Recently came across a Danish P210 that is missing parts.

I am in need of a slide stop; a magazine and a recoil spring and guide.

Any assistance in aquiring these parts would be greatly appreciated. I'm guessing this would be a nice shootin' gun if I can locate these parts.

Thanks in advance.


----------



## FNISHR (Aug 9, 2011)

I put a few rounds through my son's P210 today, and it certainly is a fine shooting gun. He tells me that the original P210 mags are pretty pricey, and that he has done a bit of filing to make P210 Legend mags work with his Swiss P210 for that reason.

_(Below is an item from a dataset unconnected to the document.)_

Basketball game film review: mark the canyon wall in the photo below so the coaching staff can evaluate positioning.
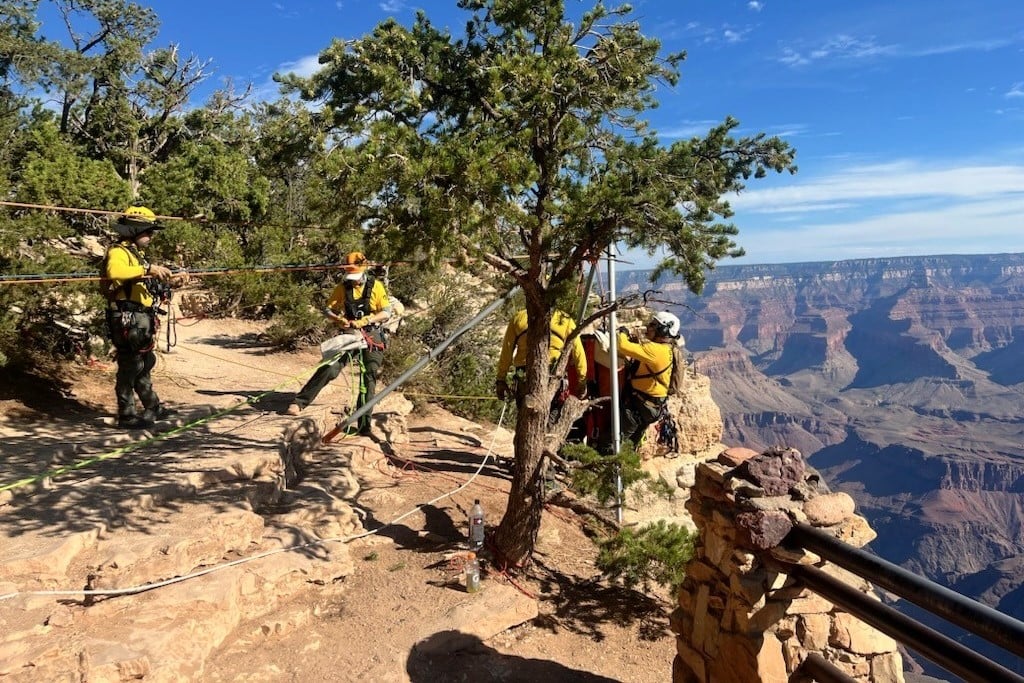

I think I'd start by talking to Sig if it were me. Some parts from the Legend may be compatible and some not; I hope you'll update us on this project as you get further along.


----------



## DJ Niner (Oct 3, 2006)

Well, assuming the Danish 210 uses the same parts as a SIG 210 (a big assumption, and one that I am unsure is even true), then Numrich Arms seems to have the slide stop in stock (part #41 at the link below), but make sure you are sitting down when you see the price.

Numrich Gun Parts Corp. - The World's Largest Supplier of Firearms Parts and Accessories

They are out of the recoil spring assemblies (part #13), and I cannot believe that is the case, based on the price they last charged for them. Wow.
I don't even want to talk about the magazines. This, from a guy who once paid $100 for a hi-cap pistol mag during the Assault Weapons Ban, too.
Allow me to suggest that you sell the parts of your pistol individually, and buy something really nice for yourself when you get done.

Good luck with your rebuild. Please accept my thanks for the education you arranged for me to receive while researching this info. 
I had absolutely no idea .... none whatsoever...
Just ... wow.


----------



## Calibre (Mar 31, 2012)

Thanks for your replies guys.

I have a line on the parts that I need and made the recoil spring guide this afternoon. My gun will use a 45 ACP recoil spring as I am a shooter more than a collector. Didn't have to modify any SIG parts to accomplish my conversion.

Updates will follow when I can.


----------